The custom of the seamen from the roadstead, and the donations of occasional visitors in the summer time, support him in a state of which he has no right, he thinks, to complain; but he acknowledged that when there were no vessels in the roadstead he found his situation rather too lonesome, and apt to drive him to his beer-barrel for company."

The earliest map reference, in 1833, refers to the inn as 'The Herdhouse', and the first person who can confidently be identified as a landlord of the Ship Inn is James Hool as he is listed in the 1841 census as a publican.

The landlord of the Ship Inn pub is known as 'The King of Piel', a title instituted in the 19th century and harking back to Lambert Simnel and his attempt to usurp the English throne. A tradition handed down by fishermen for centuries is the 'Knighthood of Piel'. In a room of the inn is a large oak chair and anyone who sits in it is made a 'Knight of Piel'. The ceremonial knighting is carried out by the King of Piel or a fellow knight. The present-day cost of becoming a knight is to buy a round of drinks for all those present.
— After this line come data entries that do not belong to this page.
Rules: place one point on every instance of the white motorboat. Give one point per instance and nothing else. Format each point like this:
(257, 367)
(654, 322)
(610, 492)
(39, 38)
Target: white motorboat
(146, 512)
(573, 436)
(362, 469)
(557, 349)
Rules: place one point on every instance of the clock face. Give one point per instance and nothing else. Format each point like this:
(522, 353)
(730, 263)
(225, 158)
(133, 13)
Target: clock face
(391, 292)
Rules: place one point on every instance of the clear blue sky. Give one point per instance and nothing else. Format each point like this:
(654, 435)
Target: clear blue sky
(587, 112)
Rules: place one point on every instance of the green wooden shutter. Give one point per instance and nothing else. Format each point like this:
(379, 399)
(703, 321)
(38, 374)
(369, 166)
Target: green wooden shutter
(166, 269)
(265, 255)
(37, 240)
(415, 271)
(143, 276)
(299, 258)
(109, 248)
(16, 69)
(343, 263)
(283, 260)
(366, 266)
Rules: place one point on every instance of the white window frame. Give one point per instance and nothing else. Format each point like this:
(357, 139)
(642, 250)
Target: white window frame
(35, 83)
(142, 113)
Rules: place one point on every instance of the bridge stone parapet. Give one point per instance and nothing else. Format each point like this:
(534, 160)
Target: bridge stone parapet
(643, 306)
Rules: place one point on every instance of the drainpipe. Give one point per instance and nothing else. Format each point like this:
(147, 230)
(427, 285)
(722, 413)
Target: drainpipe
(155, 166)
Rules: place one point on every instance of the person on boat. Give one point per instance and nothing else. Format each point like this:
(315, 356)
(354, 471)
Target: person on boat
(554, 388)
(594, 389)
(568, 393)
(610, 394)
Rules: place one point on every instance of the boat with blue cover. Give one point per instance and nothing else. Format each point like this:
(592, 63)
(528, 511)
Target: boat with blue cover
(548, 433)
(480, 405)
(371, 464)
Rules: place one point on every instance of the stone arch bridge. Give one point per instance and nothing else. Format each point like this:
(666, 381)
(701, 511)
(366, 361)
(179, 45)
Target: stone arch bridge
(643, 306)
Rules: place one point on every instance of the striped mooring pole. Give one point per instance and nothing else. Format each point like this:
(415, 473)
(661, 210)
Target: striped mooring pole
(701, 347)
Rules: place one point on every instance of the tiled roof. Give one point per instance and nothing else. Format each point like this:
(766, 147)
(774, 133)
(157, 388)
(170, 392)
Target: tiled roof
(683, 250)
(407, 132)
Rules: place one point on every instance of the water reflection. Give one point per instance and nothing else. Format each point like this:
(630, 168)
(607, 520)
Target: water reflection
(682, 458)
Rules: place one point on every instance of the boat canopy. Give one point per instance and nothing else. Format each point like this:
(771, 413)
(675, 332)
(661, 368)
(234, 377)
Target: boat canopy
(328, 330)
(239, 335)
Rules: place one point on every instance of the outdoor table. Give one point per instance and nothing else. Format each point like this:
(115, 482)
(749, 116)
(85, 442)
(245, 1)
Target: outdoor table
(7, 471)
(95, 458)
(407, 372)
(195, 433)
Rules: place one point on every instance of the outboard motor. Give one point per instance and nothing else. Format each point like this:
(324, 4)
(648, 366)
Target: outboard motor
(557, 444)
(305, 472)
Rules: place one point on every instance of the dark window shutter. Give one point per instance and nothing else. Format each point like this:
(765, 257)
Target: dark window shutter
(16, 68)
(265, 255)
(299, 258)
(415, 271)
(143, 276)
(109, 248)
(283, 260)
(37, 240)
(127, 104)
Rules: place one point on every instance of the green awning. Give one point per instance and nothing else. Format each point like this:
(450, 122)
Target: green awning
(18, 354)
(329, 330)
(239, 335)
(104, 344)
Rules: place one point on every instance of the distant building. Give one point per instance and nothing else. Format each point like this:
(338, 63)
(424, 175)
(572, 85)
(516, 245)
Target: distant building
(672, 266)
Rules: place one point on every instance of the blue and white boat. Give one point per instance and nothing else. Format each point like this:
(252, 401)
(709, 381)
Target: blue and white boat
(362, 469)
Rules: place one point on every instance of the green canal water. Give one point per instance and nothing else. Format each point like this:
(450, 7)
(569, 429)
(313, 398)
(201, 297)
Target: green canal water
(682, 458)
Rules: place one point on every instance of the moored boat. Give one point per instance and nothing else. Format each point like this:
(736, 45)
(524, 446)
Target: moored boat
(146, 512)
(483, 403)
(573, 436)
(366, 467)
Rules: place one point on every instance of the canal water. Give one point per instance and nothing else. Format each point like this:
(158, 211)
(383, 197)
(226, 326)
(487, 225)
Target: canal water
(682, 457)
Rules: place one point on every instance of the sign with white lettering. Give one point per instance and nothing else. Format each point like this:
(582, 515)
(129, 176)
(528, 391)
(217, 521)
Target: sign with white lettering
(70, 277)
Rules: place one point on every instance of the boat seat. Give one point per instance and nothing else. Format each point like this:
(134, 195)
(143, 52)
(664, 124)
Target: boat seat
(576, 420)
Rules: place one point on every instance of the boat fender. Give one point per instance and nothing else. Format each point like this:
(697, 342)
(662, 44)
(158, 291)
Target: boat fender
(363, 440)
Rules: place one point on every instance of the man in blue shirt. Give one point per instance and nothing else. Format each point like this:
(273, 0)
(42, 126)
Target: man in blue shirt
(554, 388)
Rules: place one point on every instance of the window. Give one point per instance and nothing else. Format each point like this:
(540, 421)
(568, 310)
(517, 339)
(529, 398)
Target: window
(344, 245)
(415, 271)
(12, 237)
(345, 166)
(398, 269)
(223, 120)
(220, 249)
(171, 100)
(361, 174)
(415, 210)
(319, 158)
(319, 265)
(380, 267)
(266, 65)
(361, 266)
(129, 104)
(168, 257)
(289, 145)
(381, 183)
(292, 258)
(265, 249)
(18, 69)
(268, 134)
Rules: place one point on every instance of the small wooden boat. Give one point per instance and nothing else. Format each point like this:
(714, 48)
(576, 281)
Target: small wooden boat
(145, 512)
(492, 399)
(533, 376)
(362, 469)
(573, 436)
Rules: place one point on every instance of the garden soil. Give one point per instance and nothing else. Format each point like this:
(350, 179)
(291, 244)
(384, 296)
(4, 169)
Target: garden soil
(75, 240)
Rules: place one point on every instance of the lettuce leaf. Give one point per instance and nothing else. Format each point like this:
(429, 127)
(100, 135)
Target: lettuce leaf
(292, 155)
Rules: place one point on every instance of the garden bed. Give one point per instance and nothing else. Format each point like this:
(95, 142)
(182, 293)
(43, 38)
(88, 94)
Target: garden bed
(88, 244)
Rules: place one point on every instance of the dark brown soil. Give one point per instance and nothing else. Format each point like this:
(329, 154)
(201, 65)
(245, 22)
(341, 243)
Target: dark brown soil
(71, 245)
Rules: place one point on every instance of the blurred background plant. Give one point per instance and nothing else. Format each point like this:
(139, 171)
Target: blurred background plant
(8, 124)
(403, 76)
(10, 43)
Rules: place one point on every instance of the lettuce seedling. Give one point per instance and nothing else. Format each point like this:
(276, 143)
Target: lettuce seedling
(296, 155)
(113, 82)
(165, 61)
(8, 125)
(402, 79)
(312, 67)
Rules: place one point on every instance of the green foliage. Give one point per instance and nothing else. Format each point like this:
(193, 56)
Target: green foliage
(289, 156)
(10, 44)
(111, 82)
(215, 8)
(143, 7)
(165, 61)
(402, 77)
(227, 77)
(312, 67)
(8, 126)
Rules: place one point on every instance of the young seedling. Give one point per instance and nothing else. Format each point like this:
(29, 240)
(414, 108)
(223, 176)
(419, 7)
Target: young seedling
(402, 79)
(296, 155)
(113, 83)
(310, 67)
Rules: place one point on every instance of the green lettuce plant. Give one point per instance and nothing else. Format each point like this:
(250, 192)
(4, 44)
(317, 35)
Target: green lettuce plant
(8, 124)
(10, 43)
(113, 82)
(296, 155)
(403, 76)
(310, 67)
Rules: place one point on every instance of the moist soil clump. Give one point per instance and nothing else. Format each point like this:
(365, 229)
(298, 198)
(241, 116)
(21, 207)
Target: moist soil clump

However, the privilege afforded to knights is that they may demand food and lodging of the innkeeper should they be shipwrecked on Piel.

The longest recorded serving landlords were Thomas and Elizabeth Ashburner, c.1894-c.1922, and the 20-year licence of Rod and Karen Scarr which ended in November 2005 is the second-longest recorded. Following their departure in 2006 the pub was fully renovated by Barrow Borough Council, with work beginning in 2008, shortly before the new 'King of Piel', Steve Chattaway, was crowned (an event that was documented in the TV series Islands of Britain). The Chattaways left in 2020, with the new landlord Aaron Sanderson moving in during May 2022.